# The Best Mountain Bike Fenders For 2020



## Jerry1 (Nov 11, 2013)

Mudhugger rear, RRP Proguard Max Protection front, the best combo for PNW winter.


----------



## Mike86 (Nov 28, 2018)

The Syncros fender only works with Fox 34 and 36, but is so far ahead of any other fender it's not even funny. No zip ties, no marking, no noise, and it does not affect rack connection with your front tire.


----------



## D_Marvin (Jun 22, 2018)

Just a add - the Syncros fender fits the Fox 34 & 36 BOOST forks only.


----------



## Jon_Huwe (Mar 22, 2019)

Thanks for the tip on this!


----------



## Red Clay Mtb (Jul 17, 2019)

You can customize a fender on the Ground Keeper website!
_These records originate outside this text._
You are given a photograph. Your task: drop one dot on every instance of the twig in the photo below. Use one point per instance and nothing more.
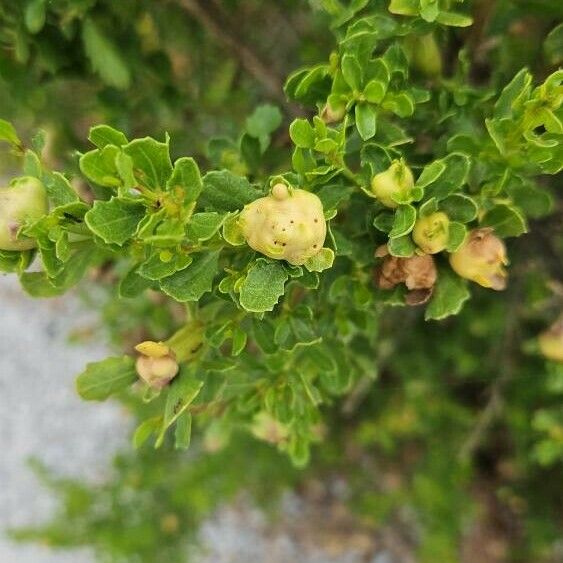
(495, 404)
(248, 59)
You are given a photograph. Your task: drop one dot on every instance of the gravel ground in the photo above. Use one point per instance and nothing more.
(41, 416)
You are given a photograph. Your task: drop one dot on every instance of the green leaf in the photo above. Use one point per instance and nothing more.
(187, 178)
(402, 247)
(403, 223)
(263, 122)
(404, 7)
(459, 207)
(451, 179)
(263, 286)
(232, 231)
(302, 134)
(375, 90)
(506, 220)
(99, 166)
(400, 104)
(454, 19)
(103, 135)
(181, 393)
(448, 297)
(224, 191)
(263, 333)
(105, 57)
(429, 10)
(37, 284)
(553, 45)
(102, 379)
(154, 268)
(430, 173)
(366, 120)
(183, 432)
(194, 281)
(12, 261)
(352, 71)
(8, 133)
(115, 221)
(133, 284)
(513, 95)
(151, 162)
(34, 15)
(456, 236)
(203, 226)
(323, 260)
(144, 431)
(535, 201)
(59, 190)
(240, 339)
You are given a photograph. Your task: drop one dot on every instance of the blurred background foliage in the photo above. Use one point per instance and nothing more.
(459, 441)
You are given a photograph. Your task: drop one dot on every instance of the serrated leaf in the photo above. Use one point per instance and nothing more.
(194, 281)
(144, 431)
(37, 284)
(374, 91)
(263, 122)
(186, 177)
(302, 133)
(115, 221)
(402, 247)
(513, 95)
(403, 223)
(102, 135)
(224, 191)
(154, 268)
(352, 71)
(430, 173)
(203, 226)
(456, 236)
(8, 133)
(451, 179)
(506, 220)
(133, 284)
(323, 260)
(459, 207)
(448, 297)
(59, 190)
(454, 19)
(239, 341)
(151, 162)
(181, 393)
(183, 432)
(104, 56)
(366, 120)
(102, 379)
(263, 286)
(99, 166)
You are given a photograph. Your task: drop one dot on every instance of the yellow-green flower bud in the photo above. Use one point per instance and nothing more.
(25, 200)
(286, 225)
(431, 233)
(396, 181)
(481, 259)
(156, 364)
(551, 342)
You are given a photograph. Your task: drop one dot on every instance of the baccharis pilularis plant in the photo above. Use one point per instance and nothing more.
(406, 178)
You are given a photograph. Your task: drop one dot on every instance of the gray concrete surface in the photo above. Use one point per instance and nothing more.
(41, 416)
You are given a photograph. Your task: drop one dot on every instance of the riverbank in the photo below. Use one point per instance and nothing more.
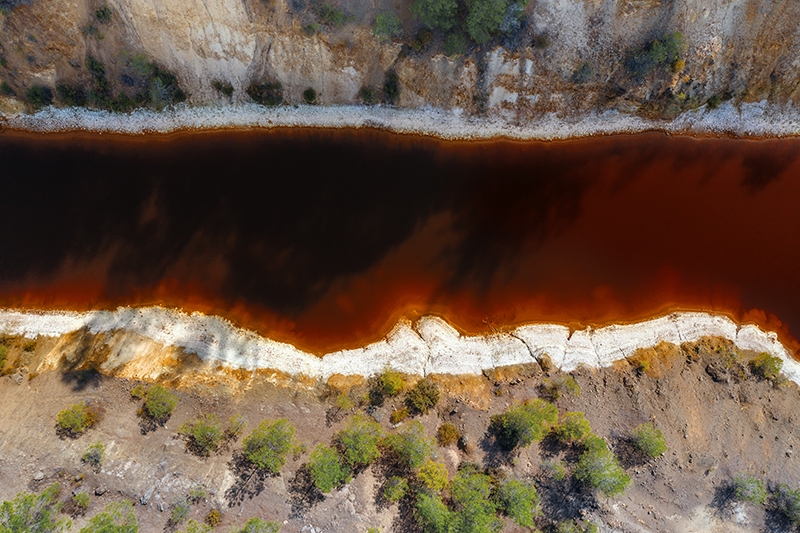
(425, 347)
(749, 120)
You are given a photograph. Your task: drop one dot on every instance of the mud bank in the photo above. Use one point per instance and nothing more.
(428, 346)
(754, 120)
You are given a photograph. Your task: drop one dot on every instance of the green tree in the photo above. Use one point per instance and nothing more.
(159, 403)
(484, 18)
(749, 489)
(32, 513)
(475, 510)
(203, 434)
(572, 428)
(396, 487)
(327, 468)
(115, 518)
(433, 515)
(649, 439)
(434, 14)
(433, 475)
(600, 469)
(256, 525)
(520, 501)
(266, 447)
(359, 440)
(411, 447)
(524, 424)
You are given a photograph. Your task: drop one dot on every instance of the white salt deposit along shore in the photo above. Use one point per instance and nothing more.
(760, 119)
(428, 346)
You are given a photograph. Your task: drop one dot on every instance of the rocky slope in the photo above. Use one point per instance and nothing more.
(566, 57)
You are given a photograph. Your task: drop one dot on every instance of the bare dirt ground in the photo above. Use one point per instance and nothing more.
(716, 417)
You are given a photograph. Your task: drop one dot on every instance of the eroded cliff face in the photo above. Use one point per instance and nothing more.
(739, 49)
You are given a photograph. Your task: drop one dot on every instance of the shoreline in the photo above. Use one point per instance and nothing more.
(760, 120)
(430, 345)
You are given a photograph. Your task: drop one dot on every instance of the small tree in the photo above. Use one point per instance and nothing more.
(159, 403)
(396, 487)
(327, 468)
(433, 476)
(524, 424)
(359, 440)
(649, 440)
(520, 501)
(34, 513)
(203, 434)
(95, 454)
(749, 489)
(599, 469)
(433, 515)
(267, 446)
(256, 525)
(572, 428)
(115, 518)
(766, 366)
(411, 447)
(423, 396)
(434, 14)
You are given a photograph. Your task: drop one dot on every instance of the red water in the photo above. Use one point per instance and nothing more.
(324, 238)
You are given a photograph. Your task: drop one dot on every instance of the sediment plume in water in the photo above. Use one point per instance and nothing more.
(325, 239)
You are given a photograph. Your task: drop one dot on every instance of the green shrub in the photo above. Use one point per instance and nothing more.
(391, 383)
(434, 14)
(256, 525)
(39, 96)
(359, 440)
(391, 88)
(236, 426)
(387, 24)
(447, 434)
(484, 18)
(159, 403)
(747, 488)
(475, 510)
(433, 476)
(77, 418)
(555, 469)
(95, 454)
(562, 386)
(33, 513)
(455, 43)
(433, 515)
(115, 518)
(399, 415)
(600, 469)
(788, 502)
(310, 95)
(572, 428)
(71, 96)
(649, 440)
(327, 468)
(266, 447)
(81, 500)
(423, 396)
(524, 424)
(179, 510)
(203, 434)
(396, 487)
(269, 94)
(103, 14)
(766, 366)
(519, 501)
(411, 447)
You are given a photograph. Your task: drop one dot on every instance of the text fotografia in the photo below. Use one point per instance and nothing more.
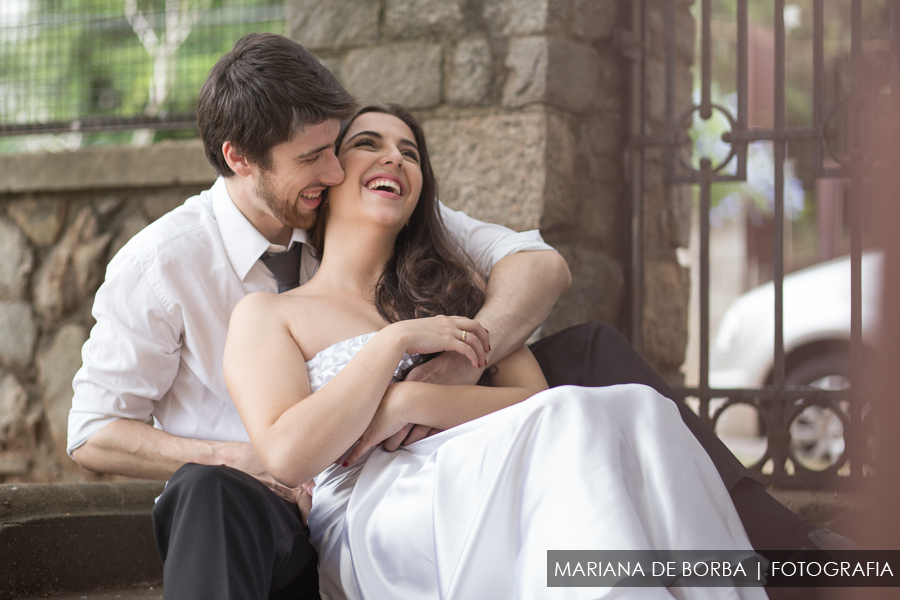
(730, 568)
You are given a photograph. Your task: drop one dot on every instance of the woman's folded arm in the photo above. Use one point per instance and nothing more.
(514, 379)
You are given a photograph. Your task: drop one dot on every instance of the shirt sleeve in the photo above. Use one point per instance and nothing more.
(132, 355)
(487, 243)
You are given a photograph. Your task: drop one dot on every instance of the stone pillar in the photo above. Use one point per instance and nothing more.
(522, 101)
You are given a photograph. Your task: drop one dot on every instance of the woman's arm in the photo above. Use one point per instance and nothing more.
(517, 377)
(296, 433)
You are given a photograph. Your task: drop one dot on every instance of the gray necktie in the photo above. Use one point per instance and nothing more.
(285, 266)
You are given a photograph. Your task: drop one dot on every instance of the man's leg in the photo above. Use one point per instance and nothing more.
(596, 354)
(223, 534)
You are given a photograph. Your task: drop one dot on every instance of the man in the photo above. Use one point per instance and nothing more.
(268, 115)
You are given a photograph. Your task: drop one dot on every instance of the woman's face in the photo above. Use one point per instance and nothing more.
(382, 175)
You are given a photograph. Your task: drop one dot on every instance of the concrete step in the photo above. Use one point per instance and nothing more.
(61, 537)
(56, 539)
(141, 592)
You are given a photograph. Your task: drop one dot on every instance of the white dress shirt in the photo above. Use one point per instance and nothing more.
(162, 315)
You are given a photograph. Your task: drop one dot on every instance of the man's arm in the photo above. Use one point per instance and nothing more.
(135, 449)
(130, 361)
(520, 293)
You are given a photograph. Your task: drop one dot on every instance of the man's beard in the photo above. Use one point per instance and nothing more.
(286, 210)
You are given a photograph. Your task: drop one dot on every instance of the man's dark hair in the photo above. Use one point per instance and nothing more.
(260, 94)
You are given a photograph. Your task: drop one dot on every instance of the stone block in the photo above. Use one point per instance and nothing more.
(107, 205)
(18, 333)
(680, 209)
(57, 365)
(14, 462)
(492, 167)
(471, 73)
(100, 168)
(127, 230)
(41, 220)
(404, 19)
(561, 204)
(13, 404)
(556, 72)
(320, 24)
(594, 19)
(406, 73)
(17, 260)
(666, 295)
(597, 290)
(157, 204)
(72, 269)
(527, 17)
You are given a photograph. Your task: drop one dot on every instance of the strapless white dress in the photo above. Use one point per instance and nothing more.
(470, 513)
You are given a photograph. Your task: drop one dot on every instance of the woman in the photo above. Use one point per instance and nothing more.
(469, 512)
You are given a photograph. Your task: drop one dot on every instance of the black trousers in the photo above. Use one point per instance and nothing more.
(222, 534)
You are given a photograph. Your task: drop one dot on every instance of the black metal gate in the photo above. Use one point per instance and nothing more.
(839, 134)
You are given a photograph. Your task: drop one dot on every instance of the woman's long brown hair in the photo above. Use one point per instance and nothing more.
(427, 274)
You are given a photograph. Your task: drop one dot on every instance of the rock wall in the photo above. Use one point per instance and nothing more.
(62, 218)
(526, 105)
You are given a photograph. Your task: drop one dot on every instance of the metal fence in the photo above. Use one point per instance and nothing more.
(103, 65)
(842, 127)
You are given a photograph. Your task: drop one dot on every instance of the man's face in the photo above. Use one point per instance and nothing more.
(302, 168)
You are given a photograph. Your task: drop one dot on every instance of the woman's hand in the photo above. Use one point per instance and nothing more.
(443, 334)
(388, 420)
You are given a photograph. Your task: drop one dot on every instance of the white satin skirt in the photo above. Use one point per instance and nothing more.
(471, 512)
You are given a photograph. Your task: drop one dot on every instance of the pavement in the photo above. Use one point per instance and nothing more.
(140, 592)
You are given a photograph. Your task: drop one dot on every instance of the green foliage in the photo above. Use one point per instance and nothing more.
(69, 60)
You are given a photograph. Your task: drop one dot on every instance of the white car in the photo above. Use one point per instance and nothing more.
(816, 344)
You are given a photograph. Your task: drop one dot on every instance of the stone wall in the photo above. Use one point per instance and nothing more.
(62, 217)
(525, 103)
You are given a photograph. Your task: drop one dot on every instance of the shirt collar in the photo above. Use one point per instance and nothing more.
(243, 243)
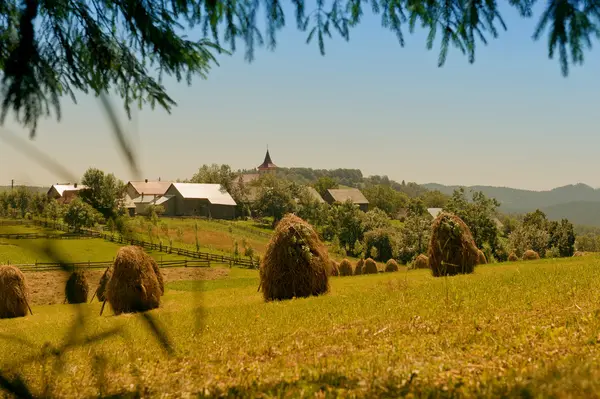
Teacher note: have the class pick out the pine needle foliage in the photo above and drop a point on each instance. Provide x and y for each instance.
(49, 49)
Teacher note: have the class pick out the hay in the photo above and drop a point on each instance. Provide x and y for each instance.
(101, 291)
(359, 266)
(13, 293)
(370, 267)
(452, 250)
(421, 262)
(77, 288)
(481, 260)
(531, 255)
(391, 266)
(134, 285)
(296, 262)
(335, 268)
(345, 268)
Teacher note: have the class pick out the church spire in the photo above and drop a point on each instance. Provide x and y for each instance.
(267, 164)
You don't have to contact them to get a quote, or send them artwork. You design it, buy, and they will ship it to you!


----------



## Dylanbike1 (May 15, 2015)

RPR (Rapid Racer Products) Pro BoltOn is the best if you have a 36.


----------



## cLal (Jan 8, 2020)

Beaverguard.ca if you need guards for for your MTB & Fatbikes.


----------



## steve55 (Jul 23, 2020)

Its nice, I ride with one on my 36...but its significantly flawed in that the fender has no protection (ears) for your stantions. When its mucky out, it can kind of funnel junk to the stantions and onto the top of the seals. Thankfully Fox made their own bolt on that fixes this, but it only works with the new forks not ours.


----------



## Nuke1 (Jul 24, 2020)

Reaper out of the UK makes some great fenders, similar to Ground Keeper & Marshguard with cool graphics.


----------



## Chris M Collins (May 26, 2019)

Caution Syncros lovers! I agree its the best looking and I love the look w/ direct mount design! However, it does not provide any upper Stanchion protection from dirt and mud! The upper stanchions are completely exposed with that hour glass design! Until the redesign (And I can't believe they haven't yet ?) I'm sticking with the ugly ass zip ties with full upper stanchions protection! Take a good look - Seems more important than looks? Sorry thought I'd just share my 2 Cents!


----------



## Shredman69 (Apr 1, 2007)

Mud hugger front fender, front and rear. All the rest suck balls, especially the flat ones curled to fit. They just look retarded.


----------



## Marty_99 (Jan 5, 2021)

That Lacroix fender is the best!


----------



## Finch Platte (Nov 14, 2003)

Wow, lots of first-timers this thread.


----------